Effects of intracerebroventricular administration of beta-funaltrexamine on DAMGO-stimulated [35S]GTP-gamma-S binding in rat brain sections.

Intracerebroventricular administration of beta-funaltrexamine (beta-FNA) reduces the density of mu opioid receptors as measured by in situ autoradiography by 40-50% throughout the brain, with little regional variation [Martin et al. (1993) J. Pharmacol. Exp. Ther. 267:506-514] Recently an assay has been developed to study opioid stimulation of [35S]GTP-gamma-S binding autoradiographically in situ using slide-mounted brain sections [Sim et al. (1995) Proc. Natl. Acad. Sci. U.S.A. 92:7242-7246]. The present study was undertaken to determine the effect of mu opioid receptor alkylation on G protein activation by the mu opioid agonist DAMGO. Animals were injected intracerebroventricularly with 40 nmol of beta-FNA or saline and sacrificed 24 hours later.
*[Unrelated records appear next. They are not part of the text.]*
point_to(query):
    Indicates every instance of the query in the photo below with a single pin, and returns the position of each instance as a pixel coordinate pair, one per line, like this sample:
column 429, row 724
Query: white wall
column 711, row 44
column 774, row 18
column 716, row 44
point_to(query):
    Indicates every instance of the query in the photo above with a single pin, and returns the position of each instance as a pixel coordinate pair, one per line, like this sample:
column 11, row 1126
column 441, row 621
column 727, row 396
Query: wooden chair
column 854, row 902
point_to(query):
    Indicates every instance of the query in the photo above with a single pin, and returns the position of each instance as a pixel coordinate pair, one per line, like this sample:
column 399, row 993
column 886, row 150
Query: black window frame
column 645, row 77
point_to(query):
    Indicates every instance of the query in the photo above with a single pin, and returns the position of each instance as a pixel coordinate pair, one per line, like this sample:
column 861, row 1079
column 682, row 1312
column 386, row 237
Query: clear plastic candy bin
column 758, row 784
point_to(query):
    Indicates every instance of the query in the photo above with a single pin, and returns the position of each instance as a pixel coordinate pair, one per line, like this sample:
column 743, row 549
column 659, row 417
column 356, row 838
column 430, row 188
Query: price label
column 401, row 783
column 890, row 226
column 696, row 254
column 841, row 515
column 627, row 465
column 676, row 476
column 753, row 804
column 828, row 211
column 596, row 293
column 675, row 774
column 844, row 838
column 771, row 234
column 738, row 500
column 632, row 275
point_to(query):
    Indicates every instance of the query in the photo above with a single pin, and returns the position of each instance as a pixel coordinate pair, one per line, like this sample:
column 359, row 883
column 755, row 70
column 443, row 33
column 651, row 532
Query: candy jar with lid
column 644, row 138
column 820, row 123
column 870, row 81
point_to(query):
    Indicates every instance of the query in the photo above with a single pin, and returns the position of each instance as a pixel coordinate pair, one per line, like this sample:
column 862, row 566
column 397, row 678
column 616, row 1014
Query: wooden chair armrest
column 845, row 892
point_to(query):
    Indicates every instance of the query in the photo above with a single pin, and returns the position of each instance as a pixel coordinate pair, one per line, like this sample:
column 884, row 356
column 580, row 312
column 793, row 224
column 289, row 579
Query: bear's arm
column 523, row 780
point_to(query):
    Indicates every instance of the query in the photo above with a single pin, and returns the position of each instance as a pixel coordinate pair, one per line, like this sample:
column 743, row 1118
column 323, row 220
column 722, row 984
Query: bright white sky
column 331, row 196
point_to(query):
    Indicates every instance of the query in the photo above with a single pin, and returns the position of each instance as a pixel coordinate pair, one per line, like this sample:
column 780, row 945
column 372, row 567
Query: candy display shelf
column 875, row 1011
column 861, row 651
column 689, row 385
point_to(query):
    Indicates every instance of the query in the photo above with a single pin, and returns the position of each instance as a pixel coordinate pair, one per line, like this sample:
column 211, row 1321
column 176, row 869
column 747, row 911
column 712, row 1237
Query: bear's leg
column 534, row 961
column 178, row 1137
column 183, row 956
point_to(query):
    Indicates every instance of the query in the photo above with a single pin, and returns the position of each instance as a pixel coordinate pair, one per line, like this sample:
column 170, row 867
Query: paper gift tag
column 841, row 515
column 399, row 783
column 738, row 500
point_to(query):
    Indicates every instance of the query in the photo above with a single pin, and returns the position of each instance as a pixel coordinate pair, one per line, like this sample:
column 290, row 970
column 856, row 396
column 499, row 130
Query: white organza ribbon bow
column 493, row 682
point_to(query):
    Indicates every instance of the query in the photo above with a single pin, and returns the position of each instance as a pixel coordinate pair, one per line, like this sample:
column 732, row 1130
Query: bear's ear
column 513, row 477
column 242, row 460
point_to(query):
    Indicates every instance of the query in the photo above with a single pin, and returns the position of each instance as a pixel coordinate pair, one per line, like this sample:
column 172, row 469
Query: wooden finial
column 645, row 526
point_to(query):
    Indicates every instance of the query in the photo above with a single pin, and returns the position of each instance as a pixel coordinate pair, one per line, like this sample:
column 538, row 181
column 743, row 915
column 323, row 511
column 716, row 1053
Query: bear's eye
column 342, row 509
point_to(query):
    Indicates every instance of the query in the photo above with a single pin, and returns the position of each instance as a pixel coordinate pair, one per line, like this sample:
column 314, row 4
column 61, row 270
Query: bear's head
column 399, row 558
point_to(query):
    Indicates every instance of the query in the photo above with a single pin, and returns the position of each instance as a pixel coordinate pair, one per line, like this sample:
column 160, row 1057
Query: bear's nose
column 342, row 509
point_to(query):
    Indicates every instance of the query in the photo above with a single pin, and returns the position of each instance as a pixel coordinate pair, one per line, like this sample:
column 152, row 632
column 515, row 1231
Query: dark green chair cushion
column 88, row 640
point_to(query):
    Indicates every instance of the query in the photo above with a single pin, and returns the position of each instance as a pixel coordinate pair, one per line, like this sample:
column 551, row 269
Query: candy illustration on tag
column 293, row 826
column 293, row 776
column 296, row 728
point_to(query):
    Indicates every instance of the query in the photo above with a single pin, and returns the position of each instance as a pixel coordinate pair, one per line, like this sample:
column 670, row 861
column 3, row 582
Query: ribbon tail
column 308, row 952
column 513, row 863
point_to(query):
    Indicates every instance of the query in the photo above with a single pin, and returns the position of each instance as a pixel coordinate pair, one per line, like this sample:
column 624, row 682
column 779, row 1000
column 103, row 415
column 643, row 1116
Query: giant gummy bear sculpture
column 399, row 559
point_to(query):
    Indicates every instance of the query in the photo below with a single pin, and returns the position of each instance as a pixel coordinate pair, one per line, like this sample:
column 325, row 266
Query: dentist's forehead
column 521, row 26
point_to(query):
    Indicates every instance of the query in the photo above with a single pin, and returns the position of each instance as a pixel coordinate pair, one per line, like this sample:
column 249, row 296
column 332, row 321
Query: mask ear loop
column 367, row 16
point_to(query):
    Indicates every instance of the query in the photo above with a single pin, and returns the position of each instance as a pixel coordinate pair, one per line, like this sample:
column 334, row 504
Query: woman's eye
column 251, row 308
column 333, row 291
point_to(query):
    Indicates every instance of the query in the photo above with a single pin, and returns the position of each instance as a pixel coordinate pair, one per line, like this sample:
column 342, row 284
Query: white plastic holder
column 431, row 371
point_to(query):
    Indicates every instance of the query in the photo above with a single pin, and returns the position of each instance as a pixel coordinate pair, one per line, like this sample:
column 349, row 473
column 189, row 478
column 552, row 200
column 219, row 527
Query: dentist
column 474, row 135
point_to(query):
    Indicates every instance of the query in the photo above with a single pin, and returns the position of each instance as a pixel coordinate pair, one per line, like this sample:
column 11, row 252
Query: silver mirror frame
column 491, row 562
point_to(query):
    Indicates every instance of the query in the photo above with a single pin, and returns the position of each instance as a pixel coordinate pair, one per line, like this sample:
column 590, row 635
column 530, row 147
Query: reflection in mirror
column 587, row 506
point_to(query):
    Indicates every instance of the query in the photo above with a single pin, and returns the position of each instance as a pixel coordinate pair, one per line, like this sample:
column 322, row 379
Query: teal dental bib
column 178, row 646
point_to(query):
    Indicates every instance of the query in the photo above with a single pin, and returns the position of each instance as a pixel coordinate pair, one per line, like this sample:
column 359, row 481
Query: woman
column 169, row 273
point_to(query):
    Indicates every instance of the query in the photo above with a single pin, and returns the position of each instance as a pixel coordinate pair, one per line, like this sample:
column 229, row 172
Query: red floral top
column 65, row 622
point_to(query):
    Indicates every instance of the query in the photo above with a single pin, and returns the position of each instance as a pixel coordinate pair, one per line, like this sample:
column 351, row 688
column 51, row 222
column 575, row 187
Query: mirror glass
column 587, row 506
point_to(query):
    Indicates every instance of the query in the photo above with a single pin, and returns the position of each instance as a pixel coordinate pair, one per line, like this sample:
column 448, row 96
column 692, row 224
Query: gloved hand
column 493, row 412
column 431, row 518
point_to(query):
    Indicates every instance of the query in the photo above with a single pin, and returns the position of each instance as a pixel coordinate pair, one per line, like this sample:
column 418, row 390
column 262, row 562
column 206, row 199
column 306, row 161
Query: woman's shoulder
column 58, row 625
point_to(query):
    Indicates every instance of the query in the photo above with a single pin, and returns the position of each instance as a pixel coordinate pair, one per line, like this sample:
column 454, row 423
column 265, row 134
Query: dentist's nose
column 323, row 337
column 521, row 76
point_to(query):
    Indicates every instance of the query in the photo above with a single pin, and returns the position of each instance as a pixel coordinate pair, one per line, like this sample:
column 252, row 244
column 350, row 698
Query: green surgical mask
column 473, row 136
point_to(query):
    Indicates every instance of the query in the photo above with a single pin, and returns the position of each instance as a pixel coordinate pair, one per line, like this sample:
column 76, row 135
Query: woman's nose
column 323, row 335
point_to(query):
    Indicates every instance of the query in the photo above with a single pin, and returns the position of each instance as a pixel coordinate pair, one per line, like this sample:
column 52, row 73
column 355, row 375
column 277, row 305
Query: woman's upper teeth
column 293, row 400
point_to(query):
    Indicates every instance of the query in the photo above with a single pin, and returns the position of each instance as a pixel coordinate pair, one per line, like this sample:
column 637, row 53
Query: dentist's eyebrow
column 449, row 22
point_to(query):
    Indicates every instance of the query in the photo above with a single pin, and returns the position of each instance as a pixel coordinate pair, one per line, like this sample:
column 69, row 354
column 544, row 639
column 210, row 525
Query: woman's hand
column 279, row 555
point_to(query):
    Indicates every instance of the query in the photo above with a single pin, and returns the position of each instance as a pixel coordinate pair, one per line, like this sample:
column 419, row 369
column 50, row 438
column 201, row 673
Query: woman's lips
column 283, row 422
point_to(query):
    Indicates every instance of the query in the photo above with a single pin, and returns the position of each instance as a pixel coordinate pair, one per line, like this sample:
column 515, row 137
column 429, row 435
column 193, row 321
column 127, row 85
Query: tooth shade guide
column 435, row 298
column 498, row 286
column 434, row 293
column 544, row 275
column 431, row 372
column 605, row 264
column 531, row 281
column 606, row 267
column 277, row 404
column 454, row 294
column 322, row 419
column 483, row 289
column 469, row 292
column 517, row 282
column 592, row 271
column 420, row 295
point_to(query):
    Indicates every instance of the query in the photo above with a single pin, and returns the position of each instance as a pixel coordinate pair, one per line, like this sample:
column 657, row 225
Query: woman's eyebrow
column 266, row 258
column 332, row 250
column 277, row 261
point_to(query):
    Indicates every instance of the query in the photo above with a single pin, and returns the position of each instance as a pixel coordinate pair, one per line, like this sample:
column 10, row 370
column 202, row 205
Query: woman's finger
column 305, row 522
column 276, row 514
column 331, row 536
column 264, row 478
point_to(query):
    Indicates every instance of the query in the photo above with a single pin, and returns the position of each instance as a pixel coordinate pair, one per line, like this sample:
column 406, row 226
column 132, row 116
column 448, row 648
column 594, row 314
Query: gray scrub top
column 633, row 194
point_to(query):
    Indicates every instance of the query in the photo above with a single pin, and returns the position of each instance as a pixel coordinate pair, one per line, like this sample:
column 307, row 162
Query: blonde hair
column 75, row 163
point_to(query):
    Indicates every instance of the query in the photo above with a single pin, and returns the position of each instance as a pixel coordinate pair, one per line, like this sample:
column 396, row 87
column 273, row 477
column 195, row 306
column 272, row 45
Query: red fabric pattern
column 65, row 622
DAMGO stimulated [35S]GTP-gamma-S binding with an anatomical specificity consistent with the localization of mu opioid receptors. The percent stimulation by DAMGO ranged from approximately 50 to 100% in the regions studied. beta-FNA significantly decreased G protein activation by DAMGO in regions that are consistent with its reported long-lasting and insurmountable antagonism of the antinociceptive (medial thalamus, central gray) and reinforcing (nucleus accumbens) effects of mu opioid agonists [Adams et al. (1990) J. Pharmacol. Exp. Ther. 255:1027-1032; Martin et al. (1995) J. Pharmacol. Exp. Ther. 272:1135-1140]. However, the effects of beta-FNA were not equal in all brain regions. This may indicate regional differences in the coupling efficiency of mu opioid receptors with G proteins, or in the effects of beta-FNA on mu opioid receptor binding or on mu opioid receptor-stimulated G protein activity.